Warming up in Venice

FLC choirs make music in Italy

In one of the world’s great public spaces, Piazza San Marco in Venice, Fort Lewis College students huddled in a tight circle. It was mid-May, and in one hour the singers would perform for evening Mass in St. Mark’s Basilica. A soft, buttery light made the church look like a medieval spice box with five domes and glittering mosaics.

After a long day of sight-seeing, the singers needed to warm up and change into black concert attire.

No rehearsal hall was available, and many wore black all day. Others had to get creative, such as freshman Wendy Smith, 19, a business administration major from Portland, Oregon, who made an open-air costume change by sliding her long concert dress over a light summer dress, which she then slipped off from underneath.

At 6 p.m., Charissa Chiaravalloti, director of FLC choirs, pulled the singers together. A very public space would have to serve as a private rehearsal hall.

“We’re going to warm up here,” she said with a smile.

Chiaravalloti organized the first European performance tour in the college’s history. From her chamber, concert and men’s choirs, she gathered 48 singers. Most were current students, a few had recently graduated, and three of us would qualify as senior-senior members: Shauna Blaylock, Steve Blaylock and myself.

The FLC choirs performed in two Catholic Masses in Venice and Bologna and one formal vesper service in Salzburg. Mini concerts took place in Rome’s Pantheon and Assisi’s cathedral. A complete concert concluded the trip in a spectacular chapel within the Vincentium, a senior residence in Munich. One spontaneous concert took place in Orsanmichele, a quiet but famous Florentine guild-hall-turned-church from the 14th century.

Warmups generally took place on the bus or in a rehearsal room. The longest turned out to be a chant workshop with Janos Czifra, music director for Salzburg Cathedral. Budapest-born and educated, Czifra has been Salzburg’s kapellmeister for most of his professional life. When he distributed copies of medieval and contemporary church music, the FLC singers realized they would be expected to sing it at the vesper service later that day.

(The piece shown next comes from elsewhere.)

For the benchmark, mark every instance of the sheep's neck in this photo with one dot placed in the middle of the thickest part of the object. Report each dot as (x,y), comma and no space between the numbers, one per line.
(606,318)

The service went well, augmented by five members of the Salzburg choir. For the second time on the tour, the choir sang “Grace,” a new work composed by Chiaravalloti for Sr. Helen Prejean last fall during the college’s Common Reading Experience.

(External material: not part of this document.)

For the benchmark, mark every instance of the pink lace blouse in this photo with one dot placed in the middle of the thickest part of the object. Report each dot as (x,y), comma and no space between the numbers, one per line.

Abroad, the choir performed “Grace” first in Assisi Cathedral, then again in Salzburg, which may have been the optimal rehearsal experience.

Venice was the most memorable.

In the piazza, Chiaravalloti simply said, “We’re warming up here,” and launched basic exercises. By the time she added loose vocal sirens, a crowd had gathered. Every musical blip drew applause.

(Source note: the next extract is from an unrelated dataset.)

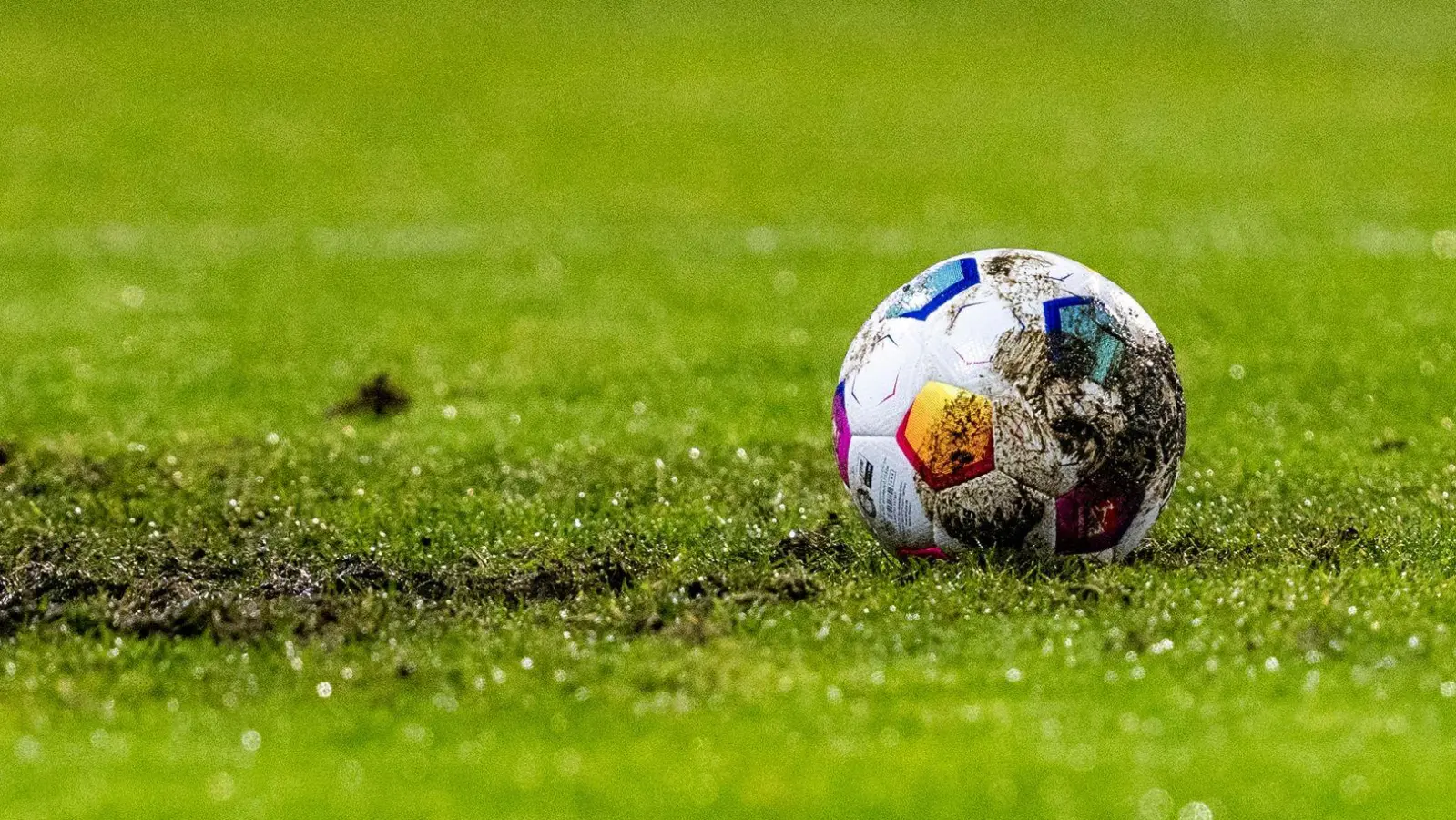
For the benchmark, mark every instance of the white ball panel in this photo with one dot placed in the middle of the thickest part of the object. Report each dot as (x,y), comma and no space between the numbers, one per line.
(962,341)
(882,486)
(881,384)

At 6:50, Chiaravalloti led us to a side entrance and signaled for silence. We filed through evening light past the main altar and walked down narrow stone steps to a small chapel in the crypt.

About 50 worshippers sat on benches facing the altar. At 7 p.m., a priest whirled in and began the rosario with prayers to the Virgin Mary.

Chiaravalloti conducted four works and concluded the service with a contemporary version of “Ave Maria.”

Still, it wasn’t quite enough for her, so she asked permission to sing one work upstairs in the great basilica. The sexton agreed with conditions– four minutes, standing.

Filing up the narrow staircase, we quickly formed random rows facing the high altar. We sang “Let Thy Holy Spirit,” a full-bodied Russian Orthodox anthem.

Four minutes later, we left and hurried past the Ducal Palace, heading for the vaporetto landing. Our boat transferred us to an enormous parking lot where our bus waited.

We rode back to Bologna mostly in silence – a significant contrast to the often rowdy buzz that powered us all over Italy.